How much of LLM few-shot ability comes from training data?
Do large language models genuinely learn from a few examples, or are they mostly recognizing patterns from their training data? This matters for understanding what LLMs can actually do.
Task contamination is distinct from test data contamination. Test data contamination means specific test examples leaked into training data. Task contamination means training examples for the evaluated task were included in pretraining data — "effectively making the evaluation no longer zero or few-shot."

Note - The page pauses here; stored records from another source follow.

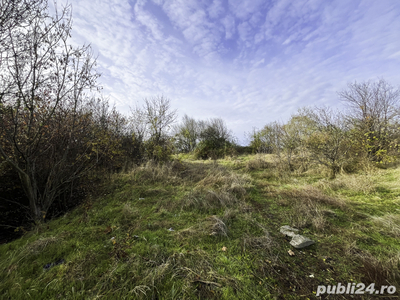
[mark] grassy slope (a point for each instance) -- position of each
(225, 241)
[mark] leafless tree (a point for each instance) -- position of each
(42, 102)
(186, 134)
(329, 142)
(159, 116)
(375, 112)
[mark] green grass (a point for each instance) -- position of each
(225, 241)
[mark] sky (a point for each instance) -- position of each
(249, 62)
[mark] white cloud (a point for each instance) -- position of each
(247, 61)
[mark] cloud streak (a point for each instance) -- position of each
(249, 62)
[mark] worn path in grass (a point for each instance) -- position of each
(210, 230)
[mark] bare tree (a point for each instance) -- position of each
(159, 116)
(375, 112)
(186, 134)
(42, 104)
(329, 142)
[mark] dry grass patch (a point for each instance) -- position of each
(309, 207)
(39, 245)
(390, 222)
(257, 163)
(313, 194)
(357, 183)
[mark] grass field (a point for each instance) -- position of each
(210, 230)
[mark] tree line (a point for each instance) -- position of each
(368, 130)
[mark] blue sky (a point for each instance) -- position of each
(249, 62)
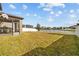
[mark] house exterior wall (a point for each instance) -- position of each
(77, 31)
(20, 25)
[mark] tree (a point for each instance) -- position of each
(38, 27)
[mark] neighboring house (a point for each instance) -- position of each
(28, 28)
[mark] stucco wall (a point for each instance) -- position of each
(77, 31)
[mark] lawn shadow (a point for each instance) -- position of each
(65, 46)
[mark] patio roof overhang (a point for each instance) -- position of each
(10, 18)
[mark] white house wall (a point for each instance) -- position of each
(77, 31)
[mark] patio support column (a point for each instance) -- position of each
(20, 26)
(12, 27)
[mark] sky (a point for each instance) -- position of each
(46, 14)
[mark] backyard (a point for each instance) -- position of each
(39, 43)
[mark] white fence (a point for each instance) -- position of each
(29, 30)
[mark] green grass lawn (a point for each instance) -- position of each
(68, 45)
(40, 44)
(26, 42)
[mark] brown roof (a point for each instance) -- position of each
(10, 15)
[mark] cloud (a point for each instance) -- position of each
(51, 12)
(49, 6)
(35, 15)
(46, 9)
(50, 19)
(73, 16)
(12, 6)
(59, 12)
(72, 11)
(56, 14)
(24, 6)
(27, 14)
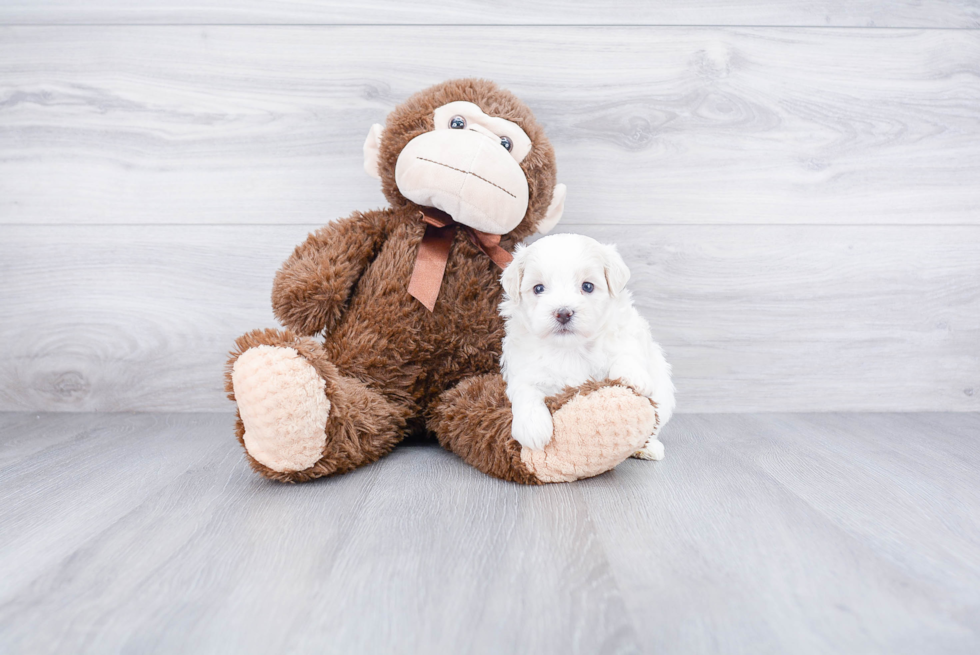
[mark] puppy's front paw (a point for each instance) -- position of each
(532, 427)
(653, 450)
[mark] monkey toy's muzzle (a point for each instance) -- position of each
(466, 174)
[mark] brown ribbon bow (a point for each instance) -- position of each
(430, 263)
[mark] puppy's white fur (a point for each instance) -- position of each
(605, 337)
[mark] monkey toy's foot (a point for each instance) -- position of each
(597, 426)
(283, 405)
(299, 418)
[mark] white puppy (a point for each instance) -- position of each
(569, 318)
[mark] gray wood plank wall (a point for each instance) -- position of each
(795, 185)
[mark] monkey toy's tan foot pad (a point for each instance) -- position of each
(595, 430)
(283, 405)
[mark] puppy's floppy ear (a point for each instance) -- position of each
(372, 150)
(617, 273)
(513, 275)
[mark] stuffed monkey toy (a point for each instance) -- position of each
(391, 315)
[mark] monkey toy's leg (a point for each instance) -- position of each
(597, 426)
(299, 418)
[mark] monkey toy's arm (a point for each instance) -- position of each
(311, 289)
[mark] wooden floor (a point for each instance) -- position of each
(778, 533)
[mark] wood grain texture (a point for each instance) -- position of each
(196, 125)
(753, 318)
(769, 508)
(757, 534)
(860, 13)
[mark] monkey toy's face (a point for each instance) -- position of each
(469, 165)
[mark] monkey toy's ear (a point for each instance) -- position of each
(555, 209)
(372, 150)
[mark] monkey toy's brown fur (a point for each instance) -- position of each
(390, 367)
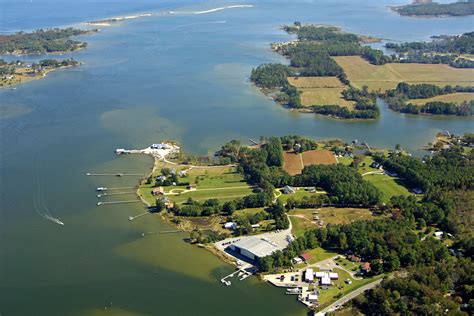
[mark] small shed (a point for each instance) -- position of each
(158, 191)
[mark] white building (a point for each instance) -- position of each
(309, 275)
(230, 225)
(254, 247)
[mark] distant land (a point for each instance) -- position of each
(334, 73)
(429, 8)
(51, 41)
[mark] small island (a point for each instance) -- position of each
(332, 73)
(327, 220)
(428, 8)
(51, 41)
(18, 72)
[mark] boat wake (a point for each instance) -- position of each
(213, 10)
(40, 207)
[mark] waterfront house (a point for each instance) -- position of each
(309, 275)
(306, 256)
(365, 267)
(354, 258)
(230, 225)
(288, 190)
(158, 191)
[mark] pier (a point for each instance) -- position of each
(117, 193)
(131, 218)
(242, 273)
(118, 202)
(118, 174)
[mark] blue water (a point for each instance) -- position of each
(172, 76)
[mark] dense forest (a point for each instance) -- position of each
(459, 8)
(41, 41)
(398, 99)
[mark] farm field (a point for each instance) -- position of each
(304, 219)
(384, 77)
(294, 164)
(320, 91)
(453, 97)
(388, 185)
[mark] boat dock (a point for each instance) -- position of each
(117, 193)
(242, 273)
(118, 174)
(117, 202)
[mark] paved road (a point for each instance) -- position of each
(349, 297)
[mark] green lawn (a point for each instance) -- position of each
(319, 254)
(345, 160)
(212, 183)
(300, 193)
(387, 185)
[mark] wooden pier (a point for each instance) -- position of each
(118, 202)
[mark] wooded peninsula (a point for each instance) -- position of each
(42, 41)
(434, 9)
(412, 227)
(331, 72)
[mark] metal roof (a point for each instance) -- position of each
(259, 246)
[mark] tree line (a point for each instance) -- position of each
(398, 99)
(42, 41)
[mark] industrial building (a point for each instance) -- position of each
(254, 247)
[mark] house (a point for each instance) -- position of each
(288, 190)
(365, 267)
(354, 258)
(230, 225)
(325, 280)
(297, 260)
(313, 298)
(320, 274)
(309, 276)
(306, 256)
(158, 191)
(161, 178)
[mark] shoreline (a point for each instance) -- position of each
(34, 78)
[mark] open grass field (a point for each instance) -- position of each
(294, 164)
(319, 254)
(387, 76)
(388, 185)
(318, 157)
(221, 183)
(320, 91)
(453, 97)
(300, 193)
(315, 82)
(304, 219)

The evidence is systematic: "on datasets released before the LLM training data creation date, LLMs perform surprisingly better than on datasets released after." Training data inspection, task example extraction, and membership inference attacks all confirm the contamination. The temporal pattern is the strongest signal — the same models perform differently on the same task depending on whether the evaluation dataset predates their training cutoff.
The devastating finding: "for classification tasks with no possibility of task contamination, LLMs rarely demonstrate statistically significant improvements over simple majority baselines, in both zero and few-shot settings." This challenges the entire few-shot learning narrative. If few-shot capabilities largely reflect having seen task-specific training examples during pretraining, then the celebrated generalization of LLMs may be narrower than assumed.

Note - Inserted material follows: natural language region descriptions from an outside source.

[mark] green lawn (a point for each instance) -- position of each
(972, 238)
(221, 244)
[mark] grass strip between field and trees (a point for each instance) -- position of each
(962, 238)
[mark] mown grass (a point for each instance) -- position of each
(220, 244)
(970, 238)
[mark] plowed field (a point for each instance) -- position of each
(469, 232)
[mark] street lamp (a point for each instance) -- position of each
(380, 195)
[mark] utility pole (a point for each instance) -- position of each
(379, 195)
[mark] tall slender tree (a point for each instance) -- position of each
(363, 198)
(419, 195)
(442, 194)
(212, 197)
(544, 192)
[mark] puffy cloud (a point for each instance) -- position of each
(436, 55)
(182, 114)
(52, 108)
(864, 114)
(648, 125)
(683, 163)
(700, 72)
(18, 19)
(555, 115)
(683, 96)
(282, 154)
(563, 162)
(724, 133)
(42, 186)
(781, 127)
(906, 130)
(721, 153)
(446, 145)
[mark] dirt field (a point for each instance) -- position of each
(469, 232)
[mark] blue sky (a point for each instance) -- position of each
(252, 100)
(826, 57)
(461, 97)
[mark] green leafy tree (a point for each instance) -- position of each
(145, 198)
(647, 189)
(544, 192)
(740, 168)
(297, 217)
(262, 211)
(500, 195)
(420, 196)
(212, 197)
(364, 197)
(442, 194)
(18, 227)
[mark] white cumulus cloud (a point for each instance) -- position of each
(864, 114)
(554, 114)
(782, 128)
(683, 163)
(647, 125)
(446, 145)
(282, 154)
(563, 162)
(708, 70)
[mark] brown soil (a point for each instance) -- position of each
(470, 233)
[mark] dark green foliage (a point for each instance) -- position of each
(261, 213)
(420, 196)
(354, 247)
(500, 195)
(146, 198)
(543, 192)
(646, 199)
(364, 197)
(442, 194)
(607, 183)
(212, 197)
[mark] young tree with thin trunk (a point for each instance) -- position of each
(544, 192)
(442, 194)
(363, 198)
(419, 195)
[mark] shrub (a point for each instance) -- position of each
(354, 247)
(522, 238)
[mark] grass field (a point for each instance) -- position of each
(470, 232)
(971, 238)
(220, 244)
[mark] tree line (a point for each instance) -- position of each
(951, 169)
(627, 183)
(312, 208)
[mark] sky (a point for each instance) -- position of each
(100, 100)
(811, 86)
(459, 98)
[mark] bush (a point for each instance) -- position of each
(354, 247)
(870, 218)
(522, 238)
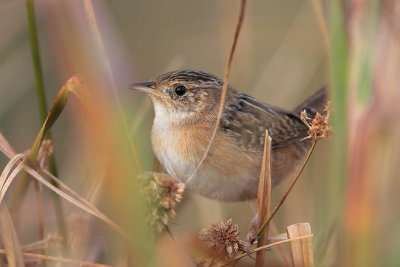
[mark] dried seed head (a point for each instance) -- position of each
(223, 238)
(319, 126)
(161, 193)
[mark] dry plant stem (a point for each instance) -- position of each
(264, 198)
(264, 247)
(39, 212)
(225, 85)
(9, 239)
(64, 260)
(288, 190)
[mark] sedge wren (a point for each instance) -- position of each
(186, 105)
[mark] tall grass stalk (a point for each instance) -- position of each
(339, 67)
(40, 92)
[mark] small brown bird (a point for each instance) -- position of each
(186, 105)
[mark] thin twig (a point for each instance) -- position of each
(288, 190)
(224, 86)
(39, 203)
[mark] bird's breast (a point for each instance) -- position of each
(226, 174)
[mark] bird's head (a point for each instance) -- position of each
(183, 96)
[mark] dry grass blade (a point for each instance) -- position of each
(285, 195)
(264, 197)
(300, 250)
(58, 259)
(6, 177)
(224, 86)
(9, 238)
(265, 247)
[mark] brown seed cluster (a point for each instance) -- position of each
(161, 193)
(319, 126)
(223, 239)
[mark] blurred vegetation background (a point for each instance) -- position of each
(287, 50)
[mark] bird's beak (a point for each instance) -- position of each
(146, 87)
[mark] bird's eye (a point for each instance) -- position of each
(180, 90)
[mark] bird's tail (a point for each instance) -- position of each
(314, 103)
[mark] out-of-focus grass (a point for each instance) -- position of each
(349, 190)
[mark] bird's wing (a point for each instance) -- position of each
(245, 121)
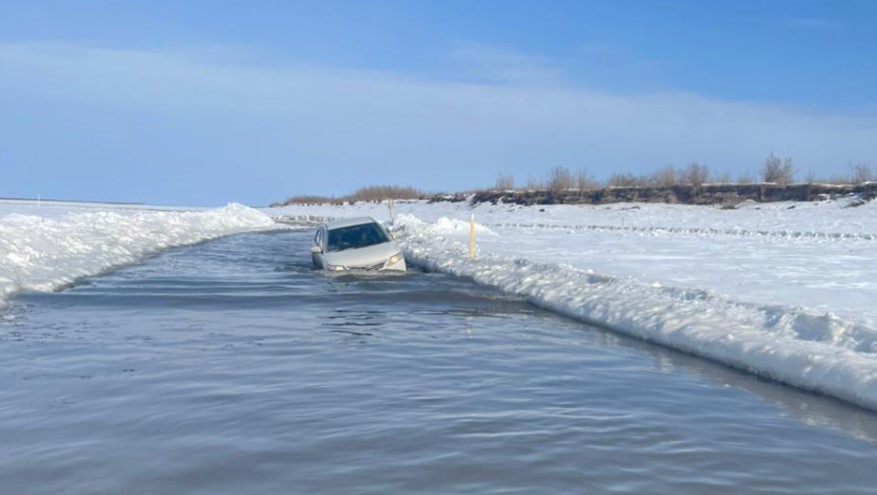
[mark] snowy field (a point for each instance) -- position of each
(47, 246)
(785, 290)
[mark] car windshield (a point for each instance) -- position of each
(356, 236)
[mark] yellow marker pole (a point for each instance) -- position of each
(472, 236)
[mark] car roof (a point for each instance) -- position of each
(349, 222)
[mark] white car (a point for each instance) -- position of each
(356, 244)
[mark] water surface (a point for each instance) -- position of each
(233, 367)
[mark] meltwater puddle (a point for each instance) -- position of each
(233, 367)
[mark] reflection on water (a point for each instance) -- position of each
(233, 367)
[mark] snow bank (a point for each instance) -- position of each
(819, 352)
(46, 252)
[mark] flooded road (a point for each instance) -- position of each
(233, 367)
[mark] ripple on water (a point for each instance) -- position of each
(233, 367)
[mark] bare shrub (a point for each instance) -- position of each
(695, 174)
(777, 171)
(585, 182)
(723, 178)
(504, 182)
(534, 184)
(381, 193)
(666, 177)
(560, 179)
(861, 173)
(625, 179)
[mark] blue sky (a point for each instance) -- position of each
(201, 103)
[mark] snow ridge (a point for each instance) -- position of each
(46, 253)
(818, 352)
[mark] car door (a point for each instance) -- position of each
(320, 242)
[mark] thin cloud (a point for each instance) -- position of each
(364, 127)
(494, 64)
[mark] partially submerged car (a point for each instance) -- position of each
(356, 244)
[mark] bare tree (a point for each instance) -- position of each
(666, 177)
(585, 182)
(777, 171)
(560, 179)
(625, 179)
(723, 178)
(504, 182)
(862, 173)
(534, 184)
(696, 174)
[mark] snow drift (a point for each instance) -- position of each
(818, 352)
(44, 253)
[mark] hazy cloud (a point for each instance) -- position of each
(272, 131)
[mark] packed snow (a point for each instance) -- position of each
(784, 290)
(48, 246)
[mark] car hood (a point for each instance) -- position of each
(361, 257)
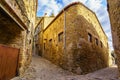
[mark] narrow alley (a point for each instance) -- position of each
(42, 69)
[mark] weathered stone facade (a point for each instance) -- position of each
(18, 29)
(38, 36)
(75, 40)
(114, 13)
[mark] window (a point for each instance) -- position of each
(89, 37)
(101, 44)
(96, 41)
(60, 37)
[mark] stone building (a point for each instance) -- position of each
(75, 40)
(38, 35)
(17, 20)
(114, 13)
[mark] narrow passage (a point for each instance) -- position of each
(42, 69)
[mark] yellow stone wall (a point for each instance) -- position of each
(75, 52)
(114, 14)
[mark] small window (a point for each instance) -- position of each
(101, 44)
(96, 41)
(89, 37)
(60, 37)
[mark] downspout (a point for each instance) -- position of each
(64, 31)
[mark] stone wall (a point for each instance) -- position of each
(65, 41)
(114, 13)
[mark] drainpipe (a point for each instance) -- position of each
(64, 31)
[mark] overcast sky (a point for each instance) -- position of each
(98, 6)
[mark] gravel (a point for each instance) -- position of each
(42, 69)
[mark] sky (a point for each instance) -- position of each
(97, 6)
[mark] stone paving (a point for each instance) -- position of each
(42, 69)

This is distinct from the RLVR contamination problem. Since Does RLVR success on math benchmarks reflect genuine reasoning improvement?, that finding is specific to reward-based training: models memorize benchmark answers and RL rewards amplify the memorization signal. Task contamination is broader — it affects the foundational claim that LLMs can generalize from a few examples to new tasks. The RLVR contamination shows rewards don't help beyond memorization; task contamination shows the "few-shot" framing may itself be an illusion.

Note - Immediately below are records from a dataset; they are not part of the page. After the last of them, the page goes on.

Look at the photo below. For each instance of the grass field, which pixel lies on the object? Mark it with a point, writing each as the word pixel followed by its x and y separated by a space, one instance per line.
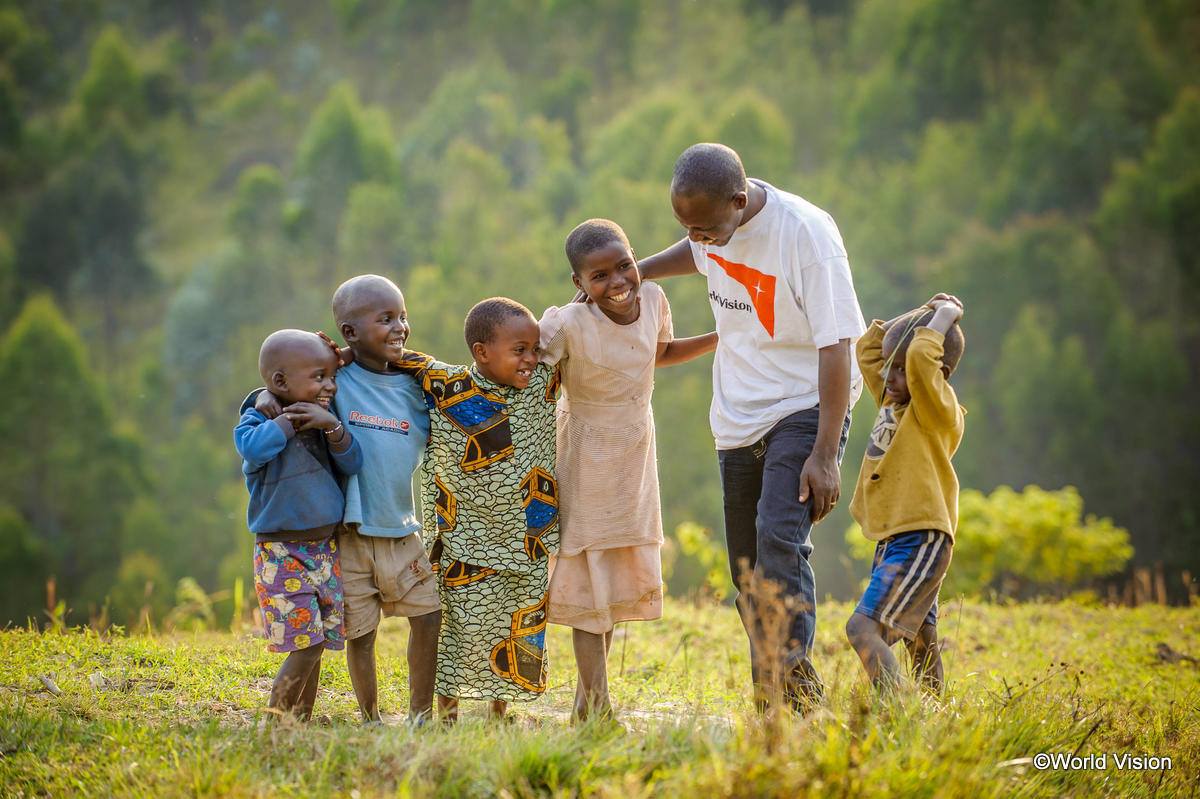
pixel 180 715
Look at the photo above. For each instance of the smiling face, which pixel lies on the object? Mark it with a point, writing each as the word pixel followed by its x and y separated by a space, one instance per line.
pixel 510 358
pixel 707 220
pixel 378 326
pixel 609 276
pixel 305 372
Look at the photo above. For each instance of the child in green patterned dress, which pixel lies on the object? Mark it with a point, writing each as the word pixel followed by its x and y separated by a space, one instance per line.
pixel 491 506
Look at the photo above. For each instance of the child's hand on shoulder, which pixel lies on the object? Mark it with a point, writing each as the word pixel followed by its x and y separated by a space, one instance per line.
pixel 345 356
pixel 268 404
pixel 307 415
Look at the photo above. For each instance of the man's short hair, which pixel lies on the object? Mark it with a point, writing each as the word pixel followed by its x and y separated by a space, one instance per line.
pixel 900 334
pixel 592 235
pixel 711 169
pixel 487 316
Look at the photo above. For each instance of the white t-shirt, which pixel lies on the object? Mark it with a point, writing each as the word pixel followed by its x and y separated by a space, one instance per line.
pixel 780 290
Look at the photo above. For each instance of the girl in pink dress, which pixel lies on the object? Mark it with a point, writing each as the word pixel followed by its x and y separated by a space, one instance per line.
pixel 609 564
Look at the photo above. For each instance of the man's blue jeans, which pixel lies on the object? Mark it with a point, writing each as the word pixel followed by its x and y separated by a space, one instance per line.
pixel 767 529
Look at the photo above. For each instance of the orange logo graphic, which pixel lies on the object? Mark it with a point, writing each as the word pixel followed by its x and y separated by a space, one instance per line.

The practical implication is methodological: any evaluation of LLM capabilities on tasks that existed before the model's training data cutoff must be treated with suspicion. Since Do popular prompting techniques actually improve model performance?, contamination adds a second mechanism for irreproducibility: not only do prompting techniques fail to replicate, but baseline measurements may be inflated by contamination. The replication crisis compounds.
The manhole cover analogy is apt: "Think of that infamous 'Why are manhole covers round?' interview question. While it may well have given the interviewer an insight into the candidate's analytical reasoning skills the very first time it was asked, all it does with high probability now is to confirm whether the candidate trained on the interview question banks."
Source: Tasks Planning Paper: Task Contamination: Language Models May Not Be Few-Shot Anymore
Related concepts in this collection
-
Does RLVR success on math benchmarks reflect genuine reasoning improvement?
Explores whether RLVR's apparent effectiveness with spurious rewards on contaminated benchmarks like MATH-500 represents actual reasoning gains or merely data memorization retrieval.
RLVR-specific contamination; this extends to the broader few-shot evaluation paradigm
-
Do popular prompting techniques actually improve model performance?
Five widely-cited prompting methods (chain-of-thought, emotion prompting, sandbagging, and others) are tested across multiple models and benchmarks to see if their reported improvements hold up under rigorous statistical analysis.
contamination adds a second irreproducibility mechanism
-
Are LLM emergent abilities real or measurement artifacts?
Do large language models develop sudden new capabilities at certain scales, or do discontinuous metrics just make gradual improvements look sudden? This matters because it changes how we predict and interpret model behavior.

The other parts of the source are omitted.